To Complain or Not to Complain, That is What's Really Going on Here

People, I could start a long list of complaints about how COVID-19 negatively affected my life. Loss of graduations, having to do school at home, having to work at home with 5 PEOPLE IN THE HOUSE. Not to mention the constant fear that loomed overhead.


A few weeks ago I sat in a relaxed position to watch a movie with my family. My heart did a few weird things that made me worry. First, I felt a hard beat against my chest, followed by a weird buzzing and fluttering during which I'm not sure my heart actually beat at all. Then my heart returned to its regular rhythm. I started to freak out.

I explained to my husband what I had felt, and he looked at me with all the sincerity and intensity of a person who is concerned about me. "I think you're having an anxiety attack," he said. I wondered aloud if it could really be that simple. What if something was wrong with my heart? What if my hyperthyroidism had come back full force? What if?

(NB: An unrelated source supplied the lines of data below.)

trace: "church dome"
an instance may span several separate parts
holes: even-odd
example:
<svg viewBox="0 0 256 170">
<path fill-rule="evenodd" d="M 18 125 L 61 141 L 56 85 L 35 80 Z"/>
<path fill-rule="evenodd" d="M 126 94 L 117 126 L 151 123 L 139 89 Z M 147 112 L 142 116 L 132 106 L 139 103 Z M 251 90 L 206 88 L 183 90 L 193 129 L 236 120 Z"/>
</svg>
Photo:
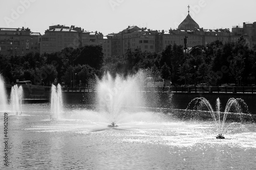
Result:
<svg viewBox="0 0 256 170">
<path fill-rule="evenodd" d="M 188 14 L 187 14 L 186 18 L 179 25 L 178 29 L 180 30 L 194 30 L 195 28 L 197 29 L 200 28 L 198 24 L 189 15 L 189 11 L 188 11 Z"/>
</svg>

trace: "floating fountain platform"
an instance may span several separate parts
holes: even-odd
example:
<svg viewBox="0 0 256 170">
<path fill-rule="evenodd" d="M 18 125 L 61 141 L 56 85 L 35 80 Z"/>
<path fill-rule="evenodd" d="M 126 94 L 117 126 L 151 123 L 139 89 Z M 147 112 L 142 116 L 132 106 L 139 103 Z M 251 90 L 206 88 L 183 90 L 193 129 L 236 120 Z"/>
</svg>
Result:
<svg viewBox="0 0 256 170">
<path fill-rule="evenodd" d="M 222 135 L 222 134 L 219 134 L 217 135 L 217 136 L 216 136 L 216 139 L 225 139 L 225 137 L 224 137 L 224 136 Z"/>
<path fill-rule="evenodd" d="M 111 124 L 108 125 L 108 127 L 109 128 L 115 128 L 115 127 L 118 127 L 118 126 L 116 125 L 114 122 L 112 122 L 112 123 Z"/>
</svg>

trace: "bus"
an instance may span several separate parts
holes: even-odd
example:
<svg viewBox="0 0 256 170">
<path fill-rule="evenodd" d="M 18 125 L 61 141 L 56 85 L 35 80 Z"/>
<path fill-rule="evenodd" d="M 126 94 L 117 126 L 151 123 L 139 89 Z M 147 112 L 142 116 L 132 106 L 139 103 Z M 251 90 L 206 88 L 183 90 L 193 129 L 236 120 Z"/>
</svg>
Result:
<svg viewBox="0 0 256 170">
<path fill-rule="evenodd" d="M 17 82 L 16 83 L 17 84 L 27 84 L 27 85 L 32 85 L 32 82 L 31 81 L 27 80 L 27 81 L 21 81 Z"/>
</svg>

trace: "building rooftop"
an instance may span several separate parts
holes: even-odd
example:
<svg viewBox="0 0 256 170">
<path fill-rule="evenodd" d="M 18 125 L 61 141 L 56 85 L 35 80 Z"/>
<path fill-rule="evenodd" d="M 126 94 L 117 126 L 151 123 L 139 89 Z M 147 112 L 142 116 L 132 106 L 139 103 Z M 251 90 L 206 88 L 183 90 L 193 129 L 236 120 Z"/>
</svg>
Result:
<svg viewBox="0 0 256 170">
<path fill-rule="evenodd" d="M 50 30 L 48 30 L 48 31 L 62 31 L 62 32 L 77 32 L 76 31 L 70 29 L 66 28 L 56 28 L 55 29 L 52 29 Z"/>
<path fill-rule="evenodd" d="M 40 33 L 31 33 L 30 35 L 35 35 L 35 36 L 40 36 L 41 35 L 41 34 Z"/>
<path fill-rule="evenodd" d="M 0 28 L 0 31 L 30 31 L 30 29 L 28 28 L 27 29 L 24 29 L 24 27 L 20 29 L 19 28 Z"/>
<path fill-rule="evenodd" d="M 199 28 L 199 25 L 188 14 L 185 19 L 179 25 L 178 29 L 181 30 L 194 30 Z"/>
</svg>

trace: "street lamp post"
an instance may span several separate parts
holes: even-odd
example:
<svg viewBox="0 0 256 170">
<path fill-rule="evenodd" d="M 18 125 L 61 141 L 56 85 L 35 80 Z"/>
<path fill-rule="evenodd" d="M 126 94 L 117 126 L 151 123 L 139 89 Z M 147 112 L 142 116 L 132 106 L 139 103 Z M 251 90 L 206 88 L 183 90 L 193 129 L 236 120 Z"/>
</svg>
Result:
<svg viewBox="0 0 256 170">
<path fill-rule="evenodd" d="M 75 81 L 74 81 L 74 86 L 76 86 L 76 74 L 77 73 L 75 72 L 75 77 L 74 77 Z"/>
<path fill-rule="evenodd" d="M 71 62 L 68 59 L 66 59 L 66 61 L 69 61 L 70 63 L 70 66 L 71 66 Z M 72 68 L 73 69 L 73 68 Z M 72 87 L 72 69 L 70 68 L 70 87 Z"/>
</svg>

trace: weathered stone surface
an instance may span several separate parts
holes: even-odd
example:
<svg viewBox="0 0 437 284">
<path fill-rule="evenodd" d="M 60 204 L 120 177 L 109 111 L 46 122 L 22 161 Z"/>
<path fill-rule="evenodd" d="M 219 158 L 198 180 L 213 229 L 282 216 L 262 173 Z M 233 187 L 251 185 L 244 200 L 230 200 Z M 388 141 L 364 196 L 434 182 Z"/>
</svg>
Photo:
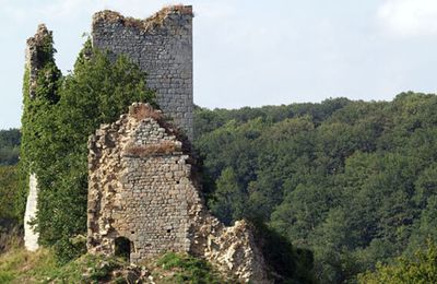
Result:
<svg viewBox="0 0 437 284">
<path fill-rule="evenodd" d="M 149 105 L 102 126 L 88 142 L 88 251 L 115 253 L 131 241 L 138 263 L 166 251 L 210 260 L 241 281 L 267 283 L 250 226 L 225 227 L 201 199 L 189 147 Z"/>
<path fill-rule="evenodd" d="M 32 174 L 28 182 L 29 192 L 26 202 L 26 212 L 24 214 L 24 246 L 29 251 L 35 251 L 39 248 L 39 234 L 34 232 L 28 224 L 36 217 L 37 201 L 38 201 L 38 181 L 35 174 Z"/>
<path fill-rule="evenodd" d="M 147 73 L 157 103 L 192 139 L 192 8 L 173 5 L 146 20 L 117 12 L 94 14 L 93 46 L 127 55 Z"/>
<path fill-rule="evenodd" d="M 28 70 L 28 95 L 31 99 L 35 98 L 37 87 L 37 73 L 42 68 L 42 52 L 48 37 L 51 37 L 51 32 L 44 24 L 38 25 L 36 34 L 27 39 L 26 45 L 26 69 Z M 24 246 L 27 250 L 34 251 L 38 249 L 39 234 L 35 233 L 28 222 L 36 217 L 38 180 L 35 174 L 29 175 L 28 196 L 26 202 L 26 211 L 24 213 Z"/>
</svg>

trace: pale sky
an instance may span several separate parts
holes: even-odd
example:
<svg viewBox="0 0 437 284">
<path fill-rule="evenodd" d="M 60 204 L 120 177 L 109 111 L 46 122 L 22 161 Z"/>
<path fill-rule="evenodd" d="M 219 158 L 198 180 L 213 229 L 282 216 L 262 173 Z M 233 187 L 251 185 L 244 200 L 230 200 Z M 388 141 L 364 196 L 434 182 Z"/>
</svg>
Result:
<svg viewBox="0 0 437 284">
<path fill-rule="evenodd" d="M 179 3 L 177 1 L 176 3 Z M 0 0 L 0 129 L 20 126 L 25 40 L 54 31 L 72 69 L 94 12 L 146 17 L 170 1 Z M 194 103 L 215 108 L 390 100 L 437 90 L 437 0 L 190 0 Z"/>
</svg>

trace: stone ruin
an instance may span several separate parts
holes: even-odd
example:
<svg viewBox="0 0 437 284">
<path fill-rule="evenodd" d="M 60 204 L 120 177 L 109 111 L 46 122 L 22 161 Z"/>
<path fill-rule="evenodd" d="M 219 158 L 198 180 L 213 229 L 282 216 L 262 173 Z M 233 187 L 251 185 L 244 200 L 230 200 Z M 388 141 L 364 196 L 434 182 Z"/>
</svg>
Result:
<svg viewBox="0 0 437 284">
<path fill-rule="evenodd" d="M 38 48 L 47 35 L 51 32 L 40 25 L 27 40 L 31 98 Z M 239 221 L 225 227 L 208 212 L 200 193 L 189 146 L 193 137 L 192 8 L 167 7 L 143 21 L 98 12 L 93 16 L 92 43 L 114 58 L 127 55 L 138 63 L 147 73 L 147 85 L 156 91 L 163 113 L 135 103 L 127 115 L 90 138 L 88 251 L 110 256 L 125 249 L 133 263 L 167 251 L 187 252 L 239 281 L 269 283 L 251 226 Z M 26 220 L 37 209 L 34 174 L 29 190 Z M 25 226 L 26 248 L 35 250 L 38 235 Z"/>
<path fill-rule="evenodd" d="M 145 20 L 103 11 L 93 16 L 93 46 L 126 55 L 147 73 L 161 109 L 192 139 L 192 7 L 166 7 Z"/>
<path fill-rule="evenodd" d="M 37 73 L 42 68 L 40 57 L 44 42 L 51 36 L 46 25 L 38 25 L 35 36 L 27 39 L 25 62 L 28 70 L 28 96 L 35 98 L 35 90 L 37 87 Z M 28 180 L 28 196 L 26 200 L 26 209 L 24 213 L 24 246 L 29 251 L 35 251 L 39 248 L 39 234 L 34 230 L 29 222 L 35 220 L 38 204 L 38 180 L 36 175 L 31 173 Z"/>
<path fill-rule="evenodd" d="M 88 251 L 116 255 L 125 240 L 133 263 L 188 252 L 241 281 L 268 283 L 250 225 L 225 227 L 208 212 L 188 144 L 161 111 L 139 103 L 90 138 Z"/>
</svg>

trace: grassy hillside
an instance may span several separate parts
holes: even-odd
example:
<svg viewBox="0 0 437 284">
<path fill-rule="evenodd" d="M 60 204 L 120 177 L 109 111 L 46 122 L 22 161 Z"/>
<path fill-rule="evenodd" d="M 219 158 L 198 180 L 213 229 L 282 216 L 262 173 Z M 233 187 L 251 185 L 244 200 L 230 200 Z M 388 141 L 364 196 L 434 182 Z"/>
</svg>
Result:
<svg viewBox="0 0 437 284">
<path fill-rule="evenodd" d="M 143 265 L 125 260 L 84 255 L 60 265 L 49 249 L 13 249 L 0 255 L 0 283 L 235 283 L 222 279 L 206 262 L 167 253 Z"/>
</svg>

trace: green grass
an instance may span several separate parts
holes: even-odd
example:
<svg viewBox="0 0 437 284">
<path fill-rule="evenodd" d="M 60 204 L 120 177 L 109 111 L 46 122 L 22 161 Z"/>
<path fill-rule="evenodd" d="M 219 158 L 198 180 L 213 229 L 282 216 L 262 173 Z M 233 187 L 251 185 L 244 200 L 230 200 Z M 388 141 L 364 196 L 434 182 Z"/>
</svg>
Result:
<svg viewBox="0 0 437 284">
<path fill-rule="evenodd" d="M 210 263 L 188 255 L 168 252 L 156 261 L 156 267 L 153 274 L 162 283 L 227 283 Z"/>
</svg>

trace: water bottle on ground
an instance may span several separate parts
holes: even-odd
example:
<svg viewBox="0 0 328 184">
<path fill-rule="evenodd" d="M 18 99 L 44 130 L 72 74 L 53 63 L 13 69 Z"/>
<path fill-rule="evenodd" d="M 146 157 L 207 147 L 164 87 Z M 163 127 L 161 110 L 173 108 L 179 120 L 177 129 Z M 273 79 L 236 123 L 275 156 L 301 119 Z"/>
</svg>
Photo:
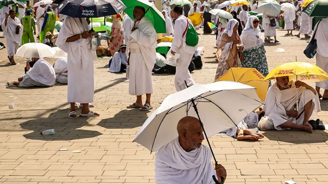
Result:
<svg viewBox="0 0 328 184">
<path fill-rule="evenodd" d="M 55 129 L 50 129 L 45 130 L 43 132 L 40 132 L 41 135 L 52 135 L 55 133 Z"/>
</svg>

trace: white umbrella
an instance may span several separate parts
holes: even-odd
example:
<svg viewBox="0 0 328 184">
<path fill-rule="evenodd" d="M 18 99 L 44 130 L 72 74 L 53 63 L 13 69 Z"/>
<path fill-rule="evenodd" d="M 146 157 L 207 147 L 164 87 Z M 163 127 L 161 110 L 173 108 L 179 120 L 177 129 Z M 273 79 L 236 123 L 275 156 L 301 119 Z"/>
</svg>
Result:
<svg viewBox="0 0 328 184">
<path fill-rule="evenodd" d="M 53 56 L 56 51 L 42 43 L 28 43 L 22 45 L 15 55 L 23 57 L 44 58 Z"/>
<path fill-rule="evenodd" d="M 42 0 L 35 3 L 33 6 L 33 7 L 36 7 L 38 6 L 40 6 L 40 5 L 50 5 L 52 3 L 52 1 L 51 0 Z"/>
<path fill-rule="evenodd" d="M 296 7 L 289 3 L 284 3 L 281 4 L 281 10 L 283 11 L 295 11 Z"/>
<path fill-rule="evenodd" d="M 257 6 L 257 10 L 259 12 L 270 16 L 278 15 L 280 12 L 280 5 L 274 0 L 259 1 Z"/>
<path fill-rule="evenodd" d="M 173 0 L 171 2 L 170 4 L 171 5 L 188 5 L 191 4 L 191 2 L 189 1 L 188 0 Z"/>
<path fill-rule="evenodd" d="M 238 1 L 235 1 L 235 0 L 231 0 L 231 1 L 226 1 L 223 3 L 222 3 L 221 4 L 219 5 L 219 6 L 217 7 L 217 8 L 218 9 L 222 9 L 224 7 L 228 7 L 231 5 L 232 5 L 233 4 L 235 4 L 236 3 L 237 3 Z"/>
<path fill-rule="evenodd" d="M 232 15 L 230 13 L 219 9 L 213 9 L 209 12 L 212 15 L 218 16 L 220 17 L 225 18 L 229 20 L 234 18 L 234 17 L 232 16 Z"/>
<path fill-rule="evenodd" d="M 67 58 L 67 53 L 64 52 L 63 50 L 60 49 L 58 47 L 53 47 L 52 49 L 56 52 L 55 54 L 52 56 L 48 56 L 48 57 L 53 58 Z"/>
</svg>

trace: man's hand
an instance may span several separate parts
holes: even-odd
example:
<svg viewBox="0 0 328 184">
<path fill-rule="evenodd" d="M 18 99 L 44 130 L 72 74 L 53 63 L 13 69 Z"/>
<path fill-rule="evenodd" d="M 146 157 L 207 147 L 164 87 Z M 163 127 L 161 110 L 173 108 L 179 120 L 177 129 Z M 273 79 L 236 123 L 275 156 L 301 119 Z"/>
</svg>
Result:
<svg viewBox="0 0 328 184">
<path fill-rule="evenodd" d="M 219 181 L 219 182 L 222 182 L 222 180 L 221 179 L 221 177 L 224 179 L 227 177 L 227 171 L 225 171 L 224 167 L 221 164 L 215 165 L 215 171 L 216 172 L 216 176 L 217 176 L 218 177 L 217 180 Z"/>
<path fill-rule="evenodd" d="M 288 116 L 290 116 L 293 118 L 297 118 L 298 116 L 298 112 L 296 110 L 291 110 L 286 111 L 286 114 Z"/>
</svg>

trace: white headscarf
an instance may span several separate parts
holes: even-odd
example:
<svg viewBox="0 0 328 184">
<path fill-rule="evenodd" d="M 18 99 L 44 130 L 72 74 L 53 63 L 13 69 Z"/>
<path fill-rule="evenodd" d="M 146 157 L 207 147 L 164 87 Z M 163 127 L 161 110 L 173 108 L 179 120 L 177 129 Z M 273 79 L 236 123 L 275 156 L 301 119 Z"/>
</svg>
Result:
<svg viewBox="0 0 328 184">
<path fill-rule="evenodd" d="M 240 35 L 244 49 L 257 48 L 264 43 L 259 26 L 256 29 L 254 27 L 253 22 L 255 20 L 259 20 L 258 18 L 255 15 L 252 15 L 248 18 L 245 29 Z"/>
<path fill-rule="evenodd" d="M 228 22 L 228 25 L 227 25 L 225 29 L 224 29 L 222 34 L 227 33 L 229 37 L 231 37 L 234 32 L 234 27 L 236 26 L 236 24 L 238 24 L 238 20 L 235 19 L 230 19 L 229 21 Z"/>
</svg>

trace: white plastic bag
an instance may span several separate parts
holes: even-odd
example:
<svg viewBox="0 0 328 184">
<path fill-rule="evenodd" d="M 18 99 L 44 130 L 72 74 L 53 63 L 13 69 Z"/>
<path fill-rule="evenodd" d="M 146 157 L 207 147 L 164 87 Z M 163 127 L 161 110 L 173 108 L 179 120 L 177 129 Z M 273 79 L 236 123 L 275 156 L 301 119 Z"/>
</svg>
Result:
<svg viewBox="0 0 328 184">
<path fill-rule="evenodd" d="M 169 65 L 176 66 L 178 65 L 180 54 L 175 53 L 174 55 L 173 55 L 171 53 L 171 50 L 170 49 L 166 55 L 166 59 L 164 61 L 164 63 Z"/>
<path fill-rule="evenodd" d="M 272 120 L 269 120 L 268 117 L 263 117 L 261 118 L 260 121 L 257 124 L 257 127 L 261 130 L 274 130 L 275 126 L 273 125 Z"/>
</svg>

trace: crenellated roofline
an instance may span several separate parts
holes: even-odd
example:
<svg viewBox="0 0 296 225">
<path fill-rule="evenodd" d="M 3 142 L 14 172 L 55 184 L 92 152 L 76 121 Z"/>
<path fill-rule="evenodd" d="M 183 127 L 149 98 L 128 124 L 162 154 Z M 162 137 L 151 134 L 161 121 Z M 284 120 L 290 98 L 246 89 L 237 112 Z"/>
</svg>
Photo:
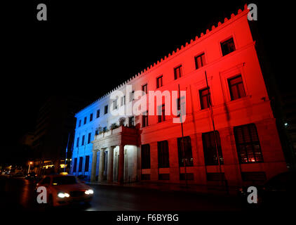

He then suggested that I try some breathing exercises, some yoga, and to make sure I get some outdoor exercise every day.

Guess what? My husband was right.

He usually is. I should know better by now.

After making sincere efforts to control my anxiety, my efforts paid off. My heart flutters went away, and I didn't feel the blood pumping in my neck so much. But I still have flare-ups. At first, I couldn't believe I was having this problem. How could I let all the little things freak me out?

When I asked Mike about this, he reminded me that we are not facing little things. We are facing big, giant things that we have never faced before. Out of everything our family had prepared for, we had not prepared for a pandemic.

I also realized another problem that started to make my anxiety worse. The more I complained about my situation, the more nervous I became. The negative, scary thoughts that swarmed around me made me feel worse. Over the last few days, I have learned that the negative, angry comments on social media were upsetting me. All of the arguing, the divisiveness, and the entitlement drove me nuts.

Can I tell you something? My son is amazing. He grieved for a few minutes over his suddenly missing social life, his lack of graduation celebrating, and the fact that he can't go to the senior prom. But he didn't fall into his grief. Instead, he pulled himself out of that dark hole and decided it would be a cool story to tell his kids someday. He did not feel entitled to a graduation ceremony. He understood that things could have been worse, like going off to war or to a concentration camp. His life is pretty good, and he knows it.

If I start getting sucked into the negative, I remind myself that nowhere in my life contract am I guaranteed an easy, simple life. I can work hard. I can negotiate my situation to make things work. People, we are adults and we can do hard things. We need to stop complaining. Governors of states have been highly ridiculed for closing down schools and sporting events. But the truth is, we don't really understand the coronavirus, how it evolves, and what it can do. Be realistic with yourself. There is a chance that we are going into the fall with very similar situations on our hands. Homeschooling. Working at home. Going without, dare I say, football.

*Gasp!*

We are given a beautiful life here on this earth, and the truth is, that life can be taken away. Things could be worse. You could be affected by COVID-19 in ways that are much worse than trying to figure out Google Classroom. A family member could die.

My anxiety can be dealt with. Luckily, it's not so severe that I need medication. But even if I did, I have a great doctor who could help me with that. My kids may fall behind in their online schoolwork, but sometimes that happened when they went to school every day! I wasn't able to walk in a cap and gown to receive a fake diploma (since the real one is still in the process of being mailed to me), but who wants to sit through three pointless hours of name-reading, anyway? Not to mention my kids would've hated it.

Whatever challenge you are facing, face it with positivity. I understand that many people are going through terrible things, and I won't judge you, especially if you've lost your job, if you've been sick, or if you know someone who's been sick. Even then, positivity exists. Life is still beautiful.

May we all learn how to live and adjust well in this new normal.